Nie sposób jednak zapomnieć, że dłuższe granie przekłada się na nagrzewanie się obudowy, co też naturalnie wpływa na delikatny spadek wydajności. Mimo wszystko thermal throotling w tym przypadku nie jest szczególnie dokuczliwy. Na plus muszę zaliczyć także całkiem szybką pamięć wbudowaną. Tej mamy 16GB, do wykorzystania ok. 9,8GB, a w każdej chwili możemy rozbudować ją za pomocą kart microSD. Niestety slot jest hybrydowy i musimy zdecydować, czy wolimy dodatkową przestrzeń czy też dual SIM.

Test pamięci wbudowanej AndroBench:
- sekwencyjny zapis danych - 273,56 MB/s,
- sekwencyjny odczyt danych - 45,46 MB/s,
- losowy zapis danych - 34,97 MB/s,
- losowy odczyt danych - 33,55 MB/s.

W codziennym działaniu TP Link Neffos X1 Lite nie zawodzi, a nawet pozytywnie zaskakuje. Kolejne aplikacje są uruchamiane całkiem szybko, nie zauważymy tu zbyt wielu spadków płynności, w tle możemy zostawić uruchomionych około pięciu aplikacji bez obaw, że po powrocie do nich zostaną ponownie załadowane. Moim zdaniem wśród budżetowców nie ma sobie równych.

Oprogramowanie

Android 7.0 Nougat z delikatną nakładką producenta NFUI 2.1 prezentuje się nad wyraz estetycznie. Mnie osobiście spodobało się to, że oprogramowanie nie stara się być odmienne na siłę i stanowi jedynie nieznaczny lifting „czystego” systemu.

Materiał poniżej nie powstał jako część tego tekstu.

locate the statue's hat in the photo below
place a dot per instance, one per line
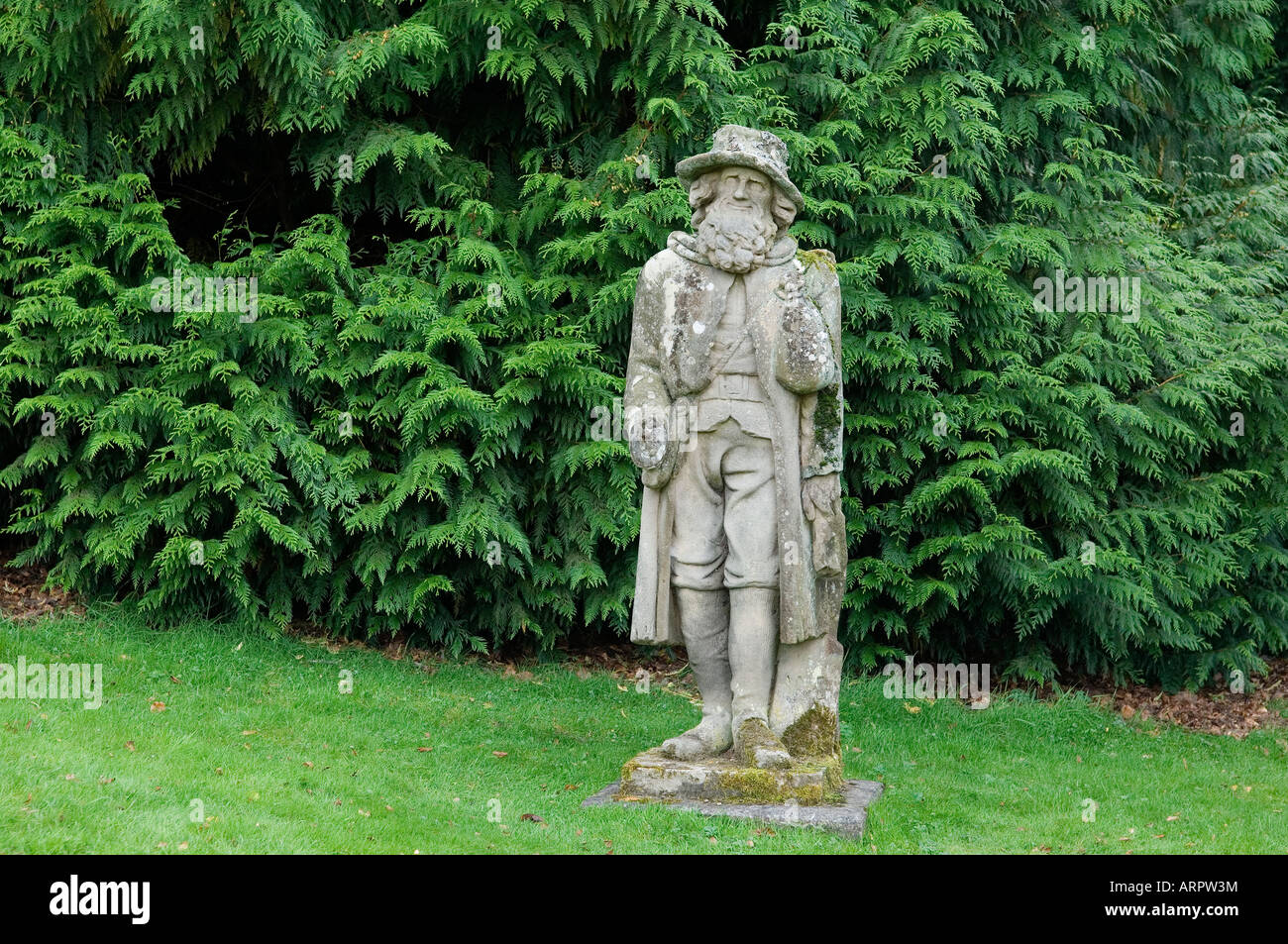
(743, 147)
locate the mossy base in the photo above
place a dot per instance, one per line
(724, 780)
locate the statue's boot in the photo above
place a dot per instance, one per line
(704, 626)
(752, 655)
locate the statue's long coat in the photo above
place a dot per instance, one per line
(679, 301)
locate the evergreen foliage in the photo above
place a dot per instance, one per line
(403, 437)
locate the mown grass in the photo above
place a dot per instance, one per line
(258, 743)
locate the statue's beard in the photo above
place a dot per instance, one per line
(734, 240)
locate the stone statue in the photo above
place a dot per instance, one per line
(733, 403)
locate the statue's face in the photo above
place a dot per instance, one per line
(735, 230)
(746, 189)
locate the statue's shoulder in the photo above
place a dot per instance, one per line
(662, 264)
(665, 266)
(820, 274)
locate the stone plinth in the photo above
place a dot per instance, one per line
(652, 776)
(846, 815)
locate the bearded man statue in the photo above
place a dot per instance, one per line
(733, 403)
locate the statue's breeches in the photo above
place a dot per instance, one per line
(725, 522)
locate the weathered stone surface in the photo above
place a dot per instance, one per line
(848, 816)
(734, 416)
(653, 776)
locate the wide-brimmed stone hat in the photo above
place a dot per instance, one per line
(743, 147)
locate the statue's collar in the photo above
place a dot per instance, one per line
(684, 245)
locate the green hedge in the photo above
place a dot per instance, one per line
(404, 438)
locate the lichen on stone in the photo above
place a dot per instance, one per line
(814, 734)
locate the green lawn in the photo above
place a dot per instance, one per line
(258, 743)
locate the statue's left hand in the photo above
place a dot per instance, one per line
(822, 496)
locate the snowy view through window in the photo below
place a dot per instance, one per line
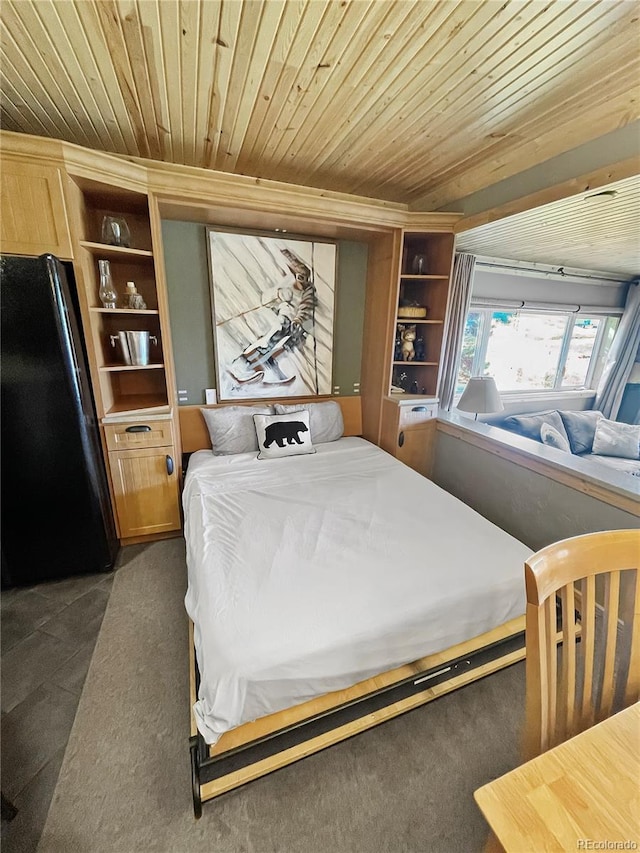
(525, 351)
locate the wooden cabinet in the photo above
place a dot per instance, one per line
(145, 476)
(416, 446)
(145, 485)
(134, 402)
(123, 388)
(423, 290)
(34, 214)
(409, 431)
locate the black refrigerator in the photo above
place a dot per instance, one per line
(56, 513)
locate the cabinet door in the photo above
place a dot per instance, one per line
(34, 216)
(146, 494)
(416, 446)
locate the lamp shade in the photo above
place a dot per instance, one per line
(480, 396)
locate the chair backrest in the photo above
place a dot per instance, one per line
(583, 634)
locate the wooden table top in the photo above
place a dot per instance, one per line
(585, 789)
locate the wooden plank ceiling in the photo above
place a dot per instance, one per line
(416, 101)
(595, 230)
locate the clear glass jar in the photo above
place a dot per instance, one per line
(107, 292)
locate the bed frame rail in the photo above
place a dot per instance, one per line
(213, 775)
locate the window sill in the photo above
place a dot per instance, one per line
(611, 487)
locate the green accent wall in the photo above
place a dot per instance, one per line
(187, 270)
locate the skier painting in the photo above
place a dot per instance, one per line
(273, 315)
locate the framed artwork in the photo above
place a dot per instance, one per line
(273, 305)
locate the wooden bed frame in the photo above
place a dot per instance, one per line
(272, 742)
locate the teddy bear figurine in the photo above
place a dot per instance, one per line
(408, 335)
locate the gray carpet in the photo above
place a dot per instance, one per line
(125, 781)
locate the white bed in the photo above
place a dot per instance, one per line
(310, 573)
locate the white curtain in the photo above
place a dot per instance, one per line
(460, 299)
(621, 357)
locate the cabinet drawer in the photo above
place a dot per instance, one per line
(137, 434)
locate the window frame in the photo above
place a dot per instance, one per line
(486, 313)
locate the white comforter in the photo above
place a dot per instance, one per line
(310, 573)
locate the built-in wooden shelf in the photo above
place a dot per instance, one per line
(117, 252)
(409, 363)
(124, 311)
(424, 277)
(138, 404)
(409, 321)
(113, 368)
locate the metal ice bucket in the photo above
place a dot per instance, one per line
(134, 346)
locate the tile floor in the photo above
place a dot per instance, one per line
(48, 635)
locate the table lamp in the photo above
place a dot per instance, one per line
(480, 396)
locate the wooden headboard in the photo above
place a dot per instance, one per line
(194, 433)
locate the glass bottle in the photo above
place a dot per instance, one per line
(419, 264)
(115, 231)
(107, 292)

Zmiany odnajdziemy w samym wyglądzie ikon czy paska powiadomień.

Niektóre osobom mogą poczuć się zawiedzione, że X1 Lite nie oferuje zbyt wielu funkcji. Tak naprawdę mamy tu jedynie te podstawowe. Wśród bardziej wymyślnych mogę wspomnieć o trybie pracy w dwóch oknach i to by było w sumie na tyle. Dzięki temu całość pozostała naprawdę lekka. Cóż, sporo feature’ów po prostu się nie używa, a niektóre mogłyby wpływać negatywnie na ogólne osiągi telefonu, więc nic złego, że tu ich nie znajdziemy. Budżetowy smartfon wymaga w końcu pewnych kompromisów.

Łączność

W tym zakresie TP-Link ponownie nie zawodzi. Producent zaoferował w swoim modelu LTE kategorii 4, dual SIM (niestety standby), Bluetooth, GPS i WiFi – każdy moduł sprawdza się w swojej roli. Zacznę od samego działania lokalizacji. Nie napotkałem na żadne problemy przy nawigacji offline i online, telefon szybko łapał fixa i nie miał problemu z jego utrzymaniem. Jakość rozmów natomiast stała na dobrym poziomie. Mikrofon nieźle zbierał głos, choć słyszalne były zniekształcenia, głośnik z kolei oferował wystarczającą głośność, ale pod względem samej jakości mógłby być lepszy. W przypadku low-enda jednak jest to już doszukiwanie się na siłę.

Skaner linii papilarnych

Umieszczono go z tyłu obudowy, co nie każdemu przypadnie do gustu. Zgodzę się, że w normalnym użytkowaniu jest to świetna lokalizacja, jednak kiedy położymy telefon na stole lub w uchwycie samochodowym uniemożliwia to szybkie odblokowanie smartfona. Sam skaner zapamiętuje do pięciu odcisków palców. Działa przy wygaszonym ekranie, nie ma problemów z szybkością czy skutecznością – aż chce się z niego korzystać.

Jakość dźwięku

Płacąc niewiele, nie można oczekiwać multimedialnego kombajna. Neffos X1 Lite oferuje pojedynczy głośnik na dolnej krawędzi, ale producent zrobił mały trik, powodujący, że telefon wygląda jakby miał stereo. Ot magia zamontowania dwóch atrap. Jeżeli chodzi o oferowaną jakość, to jest miernie. Owszem, potrafi grać głośno, ale dźwięk pozostaje płaski i przy wyższych poziomach głośności pojawiają się zniekształcenia. Na słuchawkach wygląda to nieco lepiej. Mimo wszystko testowany TP-Link zdecydowanie nie nadaje się jako urządzenie dla fanów muzyki – nawet wśród low-endów znajdziemy lepiej grające smartfony.

Aparat

Nie ma modeli idealnych pod każdym względem. TP-Link dysponuje wieloma atutami i w kilku dziedzinach zdecydowanie wyprzedza rywali, ale na pewno nie pod względem jakości wykonywanych zdjęć czy filmów. Zacznijmy jednak od początku, czyli oprogramowania. Jest ono do bólu proste, nie znajdziemy tu absolutnie żadnych trybów dodatkowych za wyjątkiem HDR – minimalizm w każdym calu.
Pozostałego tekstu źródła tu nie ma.